Impact of scientist reciprocity strategies on publication bias over time in confidential vs. open peer review. Triangles: indirect reciprocity (confidential peer review); circles: direct reciprocity (open peer review). (Values averaged over 200 realizations.)

Figure 3 compares various open peer review scenarios. While in the previous scenario, we considered reciprocity strategies that were enacted simply by competitive signals, here we considered more sophisticated signals. We assumed that transparency led reviewers to estimate the status of the manuscript authors they were matched with while knowing at the same time that authors could do the same in their turn at the end of the process. This is especially relevant when considering all potential author–reviewer matching, including low-status reviewers, e.g. Ph.D. students or post-docs, being asked to review submissions by authors of higher status. As previously mentioned, as a benchmark, we created a scenario in which status perception was not linearly linked to scientist productivity in that a variety of possible distortions exist beyond productivity-based status, e.g. academic seniority, power, or personal relationships.

Figure 3.

Impact of author status on publication bias over time in confidential vs. open peer review. Triangles: direct reciprocity; squares: status; circles: bias. (Values averaged over 100 realizations.)

The results showed that regardless of the source of status, publication bias tended to converge to the level of 70 per cent mentioned above. This had a detrimental effect on the average quality of publications in all scenarios (see Fig. 4).

Figure 4.

Impact of reviewer behavior on the average quality of published papers under different peer review models. Black: confidential peer review; white: open peer review. (Values calculated at last iteration and averaged over 200 realizations.)

It is worth noting here that we assumed a relatively fair scenario in that status affects only scientists’ behavior during peer review. We did not contemplate scenarios in which reviewers could be retaliated to by the punished authors more academically, e.g. high-status scientists refusing to hire colleagues who provided a negative review on a previous manuscript of theirs.

Figure 5 shows a comparison of simulation scenarios on reviewing expenses, which was a measure of system efficiency. The results showed that open peer review was more demanding in terms of resources at a system level. Indeed, this caused a resource drain from research almost twice the amount of resources consumed in random peer review (unreliable) and about 10 per cent more of the other scenarios in confidential peer review. This would confirm previous experimental findings on more time and resources required by reviewers when under open peer review (e.g. Bruce et al. 2016). Note that the low resource waste of confidential peer review when reviewers had a constant probability of being unreliable depends on the assumption that being unreliable means providing a random opinion on a manuscript without spending time in reading it carefully (e.g. Squazzoni and Gandelli 2013; Bianchi et al. 2018).

Figure 5.

Impact of reviewer behavior on reviewing expenses under different peer review models. Black: confidential peer review; white: open peer review. (Values calculated at last iteration and averaged over 200 realizations.)

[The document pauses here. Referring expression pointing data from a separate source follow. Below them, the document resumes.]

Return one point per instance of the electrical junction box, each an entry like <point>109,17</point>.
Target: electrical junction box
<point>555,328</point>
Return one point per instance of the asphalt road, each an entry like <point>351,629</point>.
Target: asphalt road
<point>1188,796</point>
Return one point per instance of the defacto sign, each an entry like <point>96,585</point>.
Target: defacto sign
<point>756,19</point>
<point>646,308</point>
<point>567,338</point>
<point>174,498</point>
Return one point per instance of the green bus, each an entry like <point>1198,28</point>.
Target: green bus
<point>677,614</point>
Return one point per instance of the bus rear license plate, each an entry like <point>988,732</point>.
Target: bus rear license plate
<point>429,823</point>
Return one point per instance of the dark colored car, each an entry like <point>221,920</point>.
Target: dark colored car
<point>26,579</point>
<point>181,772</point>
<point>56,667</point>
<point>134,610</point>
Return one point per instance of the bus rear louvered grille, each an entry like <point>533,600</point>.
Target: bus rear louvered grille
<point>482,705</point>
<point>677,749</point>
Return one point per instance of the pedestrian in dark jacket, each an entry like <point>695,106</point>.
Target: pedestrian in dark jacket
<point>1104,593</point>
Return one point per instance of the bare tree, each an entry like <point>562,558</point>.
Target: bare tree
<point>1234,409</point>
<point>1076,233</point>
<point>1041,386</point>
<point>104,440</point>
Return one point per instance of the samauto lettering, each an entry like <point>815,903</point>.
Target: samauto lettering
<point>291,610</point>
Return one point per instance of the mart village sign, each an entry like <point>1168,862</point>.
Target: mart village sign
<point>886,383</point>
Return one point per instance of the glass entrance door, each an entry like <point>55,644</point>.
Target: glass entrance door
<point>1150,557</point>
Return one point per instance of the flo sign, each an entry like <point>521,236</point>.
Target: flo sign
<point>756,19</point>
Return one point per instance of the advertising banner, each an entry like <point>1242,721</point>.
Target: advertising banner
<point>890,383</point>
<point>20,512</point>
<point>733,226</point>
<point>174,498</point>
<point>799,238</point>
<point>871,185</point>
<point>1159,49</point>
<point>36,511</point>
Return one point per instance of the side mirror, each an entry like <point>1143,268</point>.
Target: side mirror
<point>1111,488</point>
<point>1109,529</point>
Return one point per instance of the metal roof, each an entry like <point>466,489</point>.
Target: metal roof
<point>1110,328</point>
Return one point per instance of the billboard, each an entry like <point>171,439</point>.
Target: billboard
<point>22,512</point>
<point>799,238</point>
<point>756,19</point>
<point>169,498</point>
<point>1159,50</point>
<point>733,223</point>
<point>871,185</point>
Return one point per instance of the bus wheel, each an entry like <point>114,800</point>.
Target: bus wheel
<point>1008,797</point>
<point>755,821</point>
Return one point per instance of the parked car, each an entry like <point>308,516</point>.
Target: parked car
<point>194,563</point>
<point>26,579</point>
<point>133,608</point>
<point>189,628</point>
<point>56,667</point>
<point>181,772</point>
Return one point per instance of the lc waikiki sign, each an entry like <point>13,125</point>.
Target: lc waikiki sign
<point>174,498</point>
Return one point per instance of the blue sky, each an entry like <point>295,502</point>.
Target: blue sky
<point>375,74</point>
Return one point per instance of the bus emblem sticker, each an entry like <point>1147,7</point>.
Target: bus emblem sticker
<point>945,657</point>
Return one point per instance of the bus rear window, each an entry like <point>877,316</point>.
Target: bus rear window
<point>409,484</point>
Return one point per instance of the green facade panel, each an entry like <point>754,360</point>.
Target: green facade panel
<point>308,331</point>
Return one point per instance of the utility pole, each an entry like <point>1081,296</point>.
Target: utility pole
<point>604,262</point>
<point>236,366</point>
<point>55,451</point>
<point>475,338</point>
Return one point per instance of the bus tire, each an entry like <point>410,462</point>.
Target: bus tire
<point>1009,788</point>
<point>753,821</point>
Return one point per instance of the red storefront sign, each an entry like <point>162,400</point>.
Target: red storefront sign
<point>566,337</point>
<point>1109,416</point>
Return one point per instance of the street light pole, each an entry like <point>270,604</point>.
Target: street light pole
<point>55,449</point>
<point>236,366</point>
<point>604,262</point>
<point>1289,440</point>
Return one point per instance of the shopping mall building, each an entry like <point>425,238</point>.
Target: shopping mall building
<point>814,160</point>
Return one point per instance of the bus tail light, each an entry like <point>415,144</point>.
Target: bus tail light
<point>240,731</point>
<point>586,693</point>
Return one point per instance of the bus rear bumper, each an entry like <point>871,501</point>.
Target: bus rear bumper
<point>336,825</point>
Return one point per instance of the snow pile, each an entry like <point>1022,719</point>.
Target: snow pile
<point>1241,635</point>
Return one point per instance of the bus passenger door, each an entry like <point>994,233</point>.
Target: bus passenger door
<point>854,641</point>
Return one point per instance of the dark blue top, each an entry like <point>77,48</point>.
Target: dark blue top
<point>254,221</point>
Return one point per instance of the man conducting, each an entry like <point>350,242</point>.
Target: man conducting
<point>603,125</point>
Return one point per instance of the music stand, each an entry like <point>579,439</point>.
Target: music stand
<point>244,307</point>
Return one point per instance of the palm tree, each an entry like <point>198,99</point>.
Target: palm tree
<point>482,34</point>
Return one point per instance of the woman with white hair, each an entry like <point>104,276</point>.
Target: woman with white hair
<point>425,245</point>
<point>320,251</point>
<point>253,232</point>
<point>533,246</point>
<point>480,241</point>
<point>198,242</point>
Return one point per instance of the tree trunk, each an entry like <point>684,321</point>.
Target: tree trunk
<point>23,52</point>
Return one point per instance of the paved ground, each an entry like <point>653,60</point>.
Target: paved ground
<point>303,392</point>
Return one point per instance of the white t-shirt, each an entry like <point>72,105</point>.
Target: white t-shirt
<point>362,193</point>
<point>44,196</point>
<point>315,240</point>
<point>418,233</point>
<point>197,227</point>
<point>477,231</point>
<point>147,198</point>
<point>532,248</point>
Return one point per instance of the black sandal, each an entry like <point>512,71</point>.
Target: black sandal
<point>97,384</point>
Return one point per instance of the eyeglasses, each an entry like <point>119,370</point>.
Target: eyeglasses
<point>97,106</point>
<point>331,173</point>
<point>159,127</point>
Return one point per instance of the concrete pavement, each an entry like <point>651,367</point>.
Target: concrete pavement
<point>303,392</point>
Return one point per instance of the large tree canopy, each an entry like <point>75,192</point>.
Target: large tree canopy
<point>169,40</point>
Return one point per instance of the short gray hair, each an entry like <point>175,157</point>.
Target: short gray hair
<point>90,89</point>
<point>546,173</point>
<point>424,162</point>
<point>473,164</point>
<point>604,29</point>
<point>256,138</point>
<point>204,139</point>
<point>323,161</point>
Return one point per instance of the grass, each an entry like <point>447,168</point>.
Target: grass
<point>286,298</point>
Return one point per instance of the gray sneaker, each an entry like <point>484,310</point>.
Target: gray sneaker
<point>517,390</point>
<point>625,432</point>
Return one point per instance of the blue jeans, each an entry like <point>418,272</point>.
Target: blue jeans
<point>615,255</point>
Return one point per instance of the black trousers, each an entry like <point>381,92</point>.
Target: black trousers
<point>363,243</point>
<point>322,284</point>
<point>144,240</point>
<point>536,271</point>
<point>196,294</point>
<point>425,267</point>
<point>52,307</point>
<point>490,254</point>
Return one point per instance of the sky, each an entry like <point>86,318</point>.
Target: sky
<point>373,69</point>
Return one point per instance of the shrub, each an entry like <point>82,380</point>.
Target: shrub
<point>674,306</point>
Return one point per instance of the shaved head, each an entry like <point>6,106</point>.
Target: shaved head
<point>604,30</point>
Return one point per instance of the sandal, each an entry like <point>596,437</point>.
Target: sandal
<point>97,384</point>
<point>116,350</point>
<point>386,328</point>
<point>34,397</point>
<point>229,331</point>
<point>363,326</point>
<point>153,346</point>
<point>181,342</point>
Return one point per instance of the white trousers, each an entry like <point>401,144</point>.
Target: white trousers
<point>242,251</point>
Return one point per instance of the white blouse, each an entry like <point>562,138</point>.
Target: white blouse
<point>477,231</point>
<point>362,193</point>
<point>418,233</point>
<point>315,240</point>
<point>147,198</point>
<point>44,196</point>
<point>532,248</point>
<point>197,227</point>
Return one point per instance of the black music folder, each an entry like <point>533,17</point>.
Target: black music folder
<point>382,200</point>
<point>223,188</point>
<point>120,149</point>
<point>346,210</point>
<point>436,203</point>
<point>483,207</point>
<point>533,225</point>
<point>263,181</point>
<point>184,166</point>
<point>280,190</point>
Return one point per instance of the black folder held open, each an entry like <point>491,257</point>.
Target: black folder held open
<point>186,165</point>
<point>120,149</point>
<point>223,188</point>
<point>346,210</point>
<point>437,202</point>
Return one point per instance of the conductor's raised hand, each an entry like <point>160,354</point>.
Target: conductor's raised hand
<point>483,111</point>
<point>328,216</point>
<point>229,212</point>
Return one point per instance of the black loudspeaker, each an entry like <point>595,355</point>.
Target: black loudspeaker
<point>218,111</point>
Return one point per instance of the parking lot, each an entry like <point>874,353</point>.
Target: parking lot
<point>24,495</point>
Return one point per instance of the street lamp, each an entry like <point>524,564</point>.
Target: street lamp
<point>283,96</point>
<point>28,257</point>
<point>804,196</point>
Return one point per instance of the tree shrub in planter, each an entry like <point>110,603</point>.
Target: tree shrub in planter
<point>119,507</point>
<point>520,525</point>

Finally, when looking at resource distribution at the system level and comparing all scenarios, we found that whenever reviewers are sensitive to reciprocity motivations, open peer review would decrease the inequality in resource distribution between scientists by 10 per cent compared to confidential peer review (Gini index of 0.25 vs. 0.35; see Supplementary Figure S4). Coherently with previous simulation findings (Squazzoni and Gandelli 2013), and given the draconian ‘publish or perish’ academic environment assumed in the model where all resources invested in manuscripts are lost whenever they are rejected, inequality would increase only when reviewers are fair and under confidential peer review. In short, in our hypothetical and artificial scenarios, open peer review would increase publication bias but decrease inequality.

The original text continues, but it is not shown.